Haskell is used as the pseudo-code for lectures while assignments are written in Racket.

The course was great because the professor (PR) was:

1- Passionate

2- Knowledgeable

3- A kind person

I have found Racket to be a very effective way to make students (most of them have either no CS background or only have played around with imperative/OOP languages) more comfortable with functional programming.

The best memory I have was during the first lecture. After all the administrative fluff, the prof open his pdf and the first slide reads: "Induction"

I remember thinking "Is this a maths or a CS course?"

The second slide defined the set of natural numbers. As the prof start explaining the syntax and its meaning, I slowly start to realize the beauty of those few words:

Data Nat = Z | S Nat

where Z represent 0 and S the successor function.

We define the data type "Nat" to be either zero or the successor function applied to a "Nat".

It was my "ahah" moment. I was mind-blown by the language's clear syntax and immensely powerful semantics. (This is Haskell not Scheme/Racket).

We would later be introduced to lambda calculus (untyped vs typed), infinite data structures, interpreters etc... It was glorious... What a great professor.

The only "downside" to this is that Racket/Scheme isn't very much used outside of Academia. Which is clearly a shame given its incredible built-in features and elegant LISP-like syntax.

Should anyone have insights/opinions on why Racket/Scheme aren't more used, please feel free to share them with us!

> Should anyone have insights/opinions on why Racket/Scheme aren't more used, please feel free to share them with us!
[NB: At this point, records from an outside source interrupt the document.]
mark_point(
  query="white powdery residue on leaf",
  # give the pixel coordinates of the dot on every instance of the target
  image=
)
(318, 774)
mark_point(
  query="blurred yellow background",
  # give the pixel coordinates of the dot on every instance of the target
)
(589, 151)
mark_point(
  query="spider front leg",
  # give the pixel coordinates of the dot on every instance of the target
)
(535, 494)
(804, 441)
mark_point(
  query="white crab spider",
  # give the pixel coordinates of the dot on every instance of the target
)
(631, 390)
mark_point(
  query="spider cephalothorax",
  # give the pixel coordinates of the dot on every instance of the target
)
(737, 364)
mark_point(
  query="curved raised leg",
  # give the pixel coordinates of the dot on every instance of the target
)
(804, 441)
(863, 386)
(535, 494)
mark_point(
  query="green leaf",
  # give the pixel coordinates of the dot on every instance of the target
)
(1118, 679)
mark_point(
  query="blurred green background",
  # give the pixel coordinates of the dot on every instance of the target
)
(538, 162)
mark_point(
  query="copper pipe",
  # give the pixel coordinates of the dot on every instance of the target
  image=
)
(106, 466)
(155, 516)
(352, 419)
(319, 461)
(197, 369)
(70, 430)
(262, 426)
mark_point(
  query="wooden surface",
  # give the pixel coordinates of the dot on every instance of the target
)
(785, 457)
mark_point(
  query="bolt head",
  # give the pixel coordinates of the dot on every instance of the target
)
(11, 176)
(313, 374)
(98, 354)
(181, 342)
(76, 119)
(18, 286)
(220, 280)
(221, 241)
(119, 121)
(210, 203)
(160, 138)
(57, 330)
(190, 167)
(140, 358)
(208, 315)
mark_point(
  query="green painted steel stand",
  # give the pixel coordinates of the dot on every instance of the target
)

Well, I'm not sure what happened to Arc, but I thought that was based off of plt-scheme/racket -- but never ported to recent releases. Which is a shame because racket has certainly improved a lot (possibly not in ways that matter for Arc).

Does anyone know why/what the status is there?

Additionally, while some(?) older(?) versions of hn is open source[1], being based off a dead(?) dialect of an outdated(?) scheme didn't really help.

Other than that, running a really popular niche web site/forum in production should make Arc interesting, which in turn should make racket interesting. But that apparently didn't happen.

Anyone know what hn currently runs (the stack - is it essentially an updated version of[1] -- or something entirely different)?

Other than that recent example of not becoming popular, I think that the focus on education has lead a lot of people to miss how good racket actually is, out of the box.

It does seem to me to have some of the same challenges as other lisps when it comes to deployment -- it's not all that easy to see how to easily tag something for release, run it through CI and deploy it with some predictable success. Not really any technical limitation, more that it's just not obvious. And wasn't something that was highlighted by racket before, at least.

[1] https://github.com/wting/hackernews

The community version of Arc is called Anarki. It runs on new versions of Racket.